The tricky thing is, we don't really know how many events are actually Exciting. That's what we're trying to figure out! Maybe none of them are Exciting, and all I'm looking at are false alarms. How would I know? What's the False Alarm Rate when nothing is truly Exciting?

In my research, we have a very complex and precise way of estimating the False Alarm Rate.* But sometimes, we are not so lucky to have such a method available to us. So we make do with slightly less precise arguments.

*It probably involves time travel and robots.

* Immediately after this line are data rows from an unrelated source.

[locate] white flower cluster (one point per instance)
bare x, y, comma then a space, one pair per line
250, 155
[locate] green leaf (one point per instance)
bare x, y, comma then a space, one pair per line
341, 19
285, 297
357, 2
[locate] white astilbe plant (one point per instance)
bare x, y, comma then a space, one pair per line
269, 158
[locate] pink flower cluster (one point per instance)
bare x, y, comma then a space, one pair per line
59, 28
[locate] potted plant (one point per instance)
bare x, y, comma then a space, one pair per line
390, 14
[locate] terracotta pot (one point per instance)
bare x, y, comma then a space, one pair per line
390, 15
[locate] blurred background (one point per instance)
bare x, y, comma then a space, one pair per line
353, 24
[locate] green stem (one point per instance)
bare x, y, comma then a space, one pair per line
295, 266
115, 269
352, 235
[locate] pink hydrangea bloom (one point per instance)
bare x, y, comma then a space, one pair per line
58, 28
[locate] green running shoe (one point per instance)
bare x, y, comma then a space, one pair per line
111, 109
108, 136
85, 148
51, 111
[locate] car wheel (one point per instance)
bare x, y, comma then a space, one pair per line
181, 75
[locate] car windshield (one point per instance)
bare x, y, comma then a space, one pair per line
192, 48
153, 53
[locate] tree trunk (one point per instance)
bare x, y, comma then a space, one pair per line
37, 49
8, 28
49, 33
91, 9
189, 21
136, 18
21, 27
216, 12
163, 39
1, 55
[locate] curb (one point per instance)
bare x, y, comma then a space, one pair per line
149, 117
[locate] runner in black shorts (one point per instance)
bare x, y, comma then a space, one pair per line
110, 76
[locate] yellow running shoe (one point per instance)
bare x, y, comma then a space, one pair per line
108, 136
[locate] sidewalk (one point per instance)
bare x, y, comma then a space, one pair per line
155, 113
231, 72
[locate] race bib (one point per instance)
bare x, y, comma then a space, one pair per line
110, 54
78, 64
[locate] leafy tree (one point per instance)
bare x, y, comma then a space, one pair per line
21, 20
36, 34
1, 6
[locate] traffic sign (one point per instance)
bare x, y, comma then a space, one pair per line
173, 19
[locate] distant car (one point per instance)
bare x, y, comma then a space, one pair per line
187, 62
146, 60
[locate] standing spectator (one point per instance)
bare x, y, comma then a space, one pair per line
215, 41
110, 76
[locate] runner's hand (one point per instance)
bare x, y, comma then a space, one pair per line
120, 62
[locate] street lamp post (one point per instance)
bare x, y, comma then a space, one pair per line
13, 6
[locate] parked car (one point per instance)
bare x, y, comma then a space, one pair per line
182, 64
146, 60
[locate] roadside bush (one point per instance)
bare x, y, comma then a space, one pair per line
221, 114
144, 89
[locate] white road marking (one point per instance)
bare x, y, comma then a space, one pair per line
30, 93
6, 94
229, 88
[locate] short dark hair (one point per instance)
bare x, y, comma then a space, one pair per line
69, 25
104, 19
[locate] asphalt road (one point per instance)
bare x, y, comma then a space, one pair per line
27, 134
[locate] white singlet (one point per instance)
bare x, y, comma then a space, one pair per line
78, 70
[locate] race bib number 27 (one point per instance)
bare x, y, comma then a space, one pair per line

For instance! UFO sightings: how many of them are Exciting Aliens, and how many are Overexcited Earthlings? UFOlogists assert that the False Alarm Rate is low, and that at least some of them are Excited Aliens. Skeptics assert that the sightings are well within the False Alarm Rate. How do we know which it is? Well, astronomers tend to inspect the sky much more often and more carefully than lay people. So astronomers would tend to have a smaller False Alarm Rate, while at the same time catching much more of the Exciting Aliens if they indeed exist.

There are far, far fewer UFO sightings among astronomers than among lay people. This indicates that UFO sightings are well within the False Alarm Rate, and there may be no Exciting Aliens to speak of. But hey, all these Overexcited Earthlings are pretty cool and interesting in their own way.

Of course, I stole this argument from Phil Plait, the Bad Astronomer. And then I made it a whole lot more arcane and technical. Fun times.